Quelques semaines seulement après l'invasion de l'Ukraine par la Russie en février 2022, le diamantaire anversois Thierry Tugendhaft a commencé à recevoir des appels de grands bijoutiers parisiens lui demandant de cesser de leur fournir des pierres russes.

Il n'était pas le seul. D'autres diamantaires d'Anvers, le plus grand centre mondial de commerce de diamants bruts et de taille des plus grosses pierres précieuses, ont été priés d'éviter les pierres russes. Ce n'est pas une tâche facile quand la Russie fournit environ un tiers de la demande mondiale.

Aujourd'hui, les puissances occidentales veulent officialiser le boycott en interdisant formellement les pierres russes. Une annonce du G7 est attendue depuis plusieurs semaines, mais un désaccord sur les détails retarde les choses, a déclaré une source au fait de la question.

Les grands joailliers occidentaux, de Tiffany's à Cartier en passant par Van Cleef & Arpels, ont tous tenu à prendre leurs distances avec le lucratif commerce de diamants de la Russie.

Les importations de diamants bruts russes représentent aujourd'hui moins de 5 % des niveaux d'avant-guerre, a déclaré la source.

M. Tugendhaft, directeur de T. Diamonds BVBA, a déclaré qu'environ 50 % de ses diamants bruts provenaient de Russie en raison de leur haute qualité. Ses acheteurs ne lui ont donné que six semaines pour trouver d'autres sources d'approvisionnement.

"La transition a été assez rapide, car nous étions déjà en pourparlers avec le Canada, alors que nous achetions encore en Russie", a déclaré M. Tugendhaft depuis son bureau du club du diamant d'Anvers. Sa société s'approvisionne aujourd'hui à 80 % au Canada, le reste provenant de pays africains tels que le Lesotho, l'Afrique du Sud et le Botswana.

D'autres négociants anversois ont été moins agiles, a déclaré M. Tugendhaft, et ont dû suspendre leur commerce de pierres brutes parce que les banques européennes ne voulaient pas financer leurs approvisionnements russes.

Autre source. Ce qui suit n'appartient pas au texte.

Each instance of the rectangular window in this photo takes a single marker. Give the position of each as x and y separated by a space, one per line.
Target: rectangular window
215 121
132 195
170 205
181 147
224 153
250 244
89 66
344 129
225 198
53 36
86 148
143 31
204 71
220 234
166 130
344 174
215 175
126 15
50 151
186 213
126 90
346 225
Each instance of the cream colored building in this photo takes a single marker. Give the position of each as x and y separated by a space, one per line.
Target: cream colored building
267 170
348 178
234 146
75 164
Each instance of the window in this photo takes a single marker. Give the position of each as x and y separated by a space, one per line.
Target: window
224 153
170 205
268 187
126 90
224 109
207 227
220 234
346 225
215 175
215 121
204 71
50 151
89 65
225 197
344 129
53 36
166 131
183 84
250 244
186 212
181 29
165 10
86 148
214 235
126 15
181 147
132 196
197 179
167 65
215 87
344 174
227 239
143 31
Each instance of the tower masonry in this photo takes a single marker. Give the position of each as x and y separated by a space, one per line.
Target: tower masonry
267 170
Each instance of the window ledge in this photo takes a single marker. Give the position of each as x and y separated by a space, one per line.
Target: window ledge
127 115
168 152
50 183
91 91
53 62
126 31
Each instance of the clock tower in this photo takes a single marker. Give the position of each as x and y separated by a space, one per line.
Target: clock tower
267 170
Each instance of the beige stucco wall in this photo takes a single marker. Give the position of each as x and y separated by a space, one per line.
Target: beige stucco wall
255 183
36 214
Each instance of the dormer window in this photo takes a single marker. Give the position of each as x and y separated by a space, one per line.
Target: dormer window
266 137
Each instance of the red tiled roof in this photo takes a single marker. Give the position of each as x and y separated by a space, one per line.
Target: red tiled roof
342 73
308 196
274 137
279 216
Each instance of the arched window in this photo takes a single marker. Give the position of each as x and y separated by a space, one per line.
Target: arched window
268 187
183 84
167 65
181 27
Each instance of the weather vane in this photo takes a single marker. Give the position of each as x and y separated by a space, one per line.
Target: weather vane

Quelque 90 % des diamants du monde sont aujourd'hui taillés en Inde.

Même si les diamants ne génèrent qu'une fraction des revenus du pétrole et du gaz, ils rapportent au Kremlin plus de 4 milliards de dollars par an par l'intermédiaire de l'entreprise publique Alrosa, le plus grand producteur de pierres brutes au monde.

Alors que le pétrole et le gaz russes font déjà l'objet de sanctions visant à réduire la capacité du Kremlin à financer son invasion de l'Ukraine, les États-Unis, le Canada, le Japon et l'Union européenne souhaitent à présent réduire également les revenus diamantaires de Moscou.

La Belgique semble avoir une longueur d'avance. La ville portuaire d'Anvers est une plaque tournante du diamant depuis le XVe siècle et, même si la taille des pierres précieuses est aujourd'hui principalement externalisée en Inde, la ville domine toujours le commerce des pierres brutes et des grosses pierres.

TRAÇABILITÉ

Les États-Unis, le Canada, le Japon et l'Union européenne examinent différentes propositions visant à bannir les pierres russes de leurs marchés, soumises par la Belgique, l'Inde, la France et le Conseil mondial du diamant. L'UE a demandé à la Belgique de rédiger une proposition et elle espère conserver Anvers comme principale plaque tournante du commerce des pierres brutes.

Le principal problème lié à l'interdiction des diamants russes sur les marchés occidentaux, qui représentent 70 % de la demande mondiale de bijoux en diamants, est de savoir comment retracer l'origine des pierres.

M. Tugendhaft, qui travaille dans le secteur du diamant depuis 30 ans, a déclaré que la traçabilité était déjà très avancée dans son entreprise, qui utilise un scanner à hélium pour produire des images tridimensionnelles à chaque étape du traitement des diamants, qui sont ensuite placées dans un registre blockchain avec les dates et les factures pour chaque mouvement dans le processus de fabrication.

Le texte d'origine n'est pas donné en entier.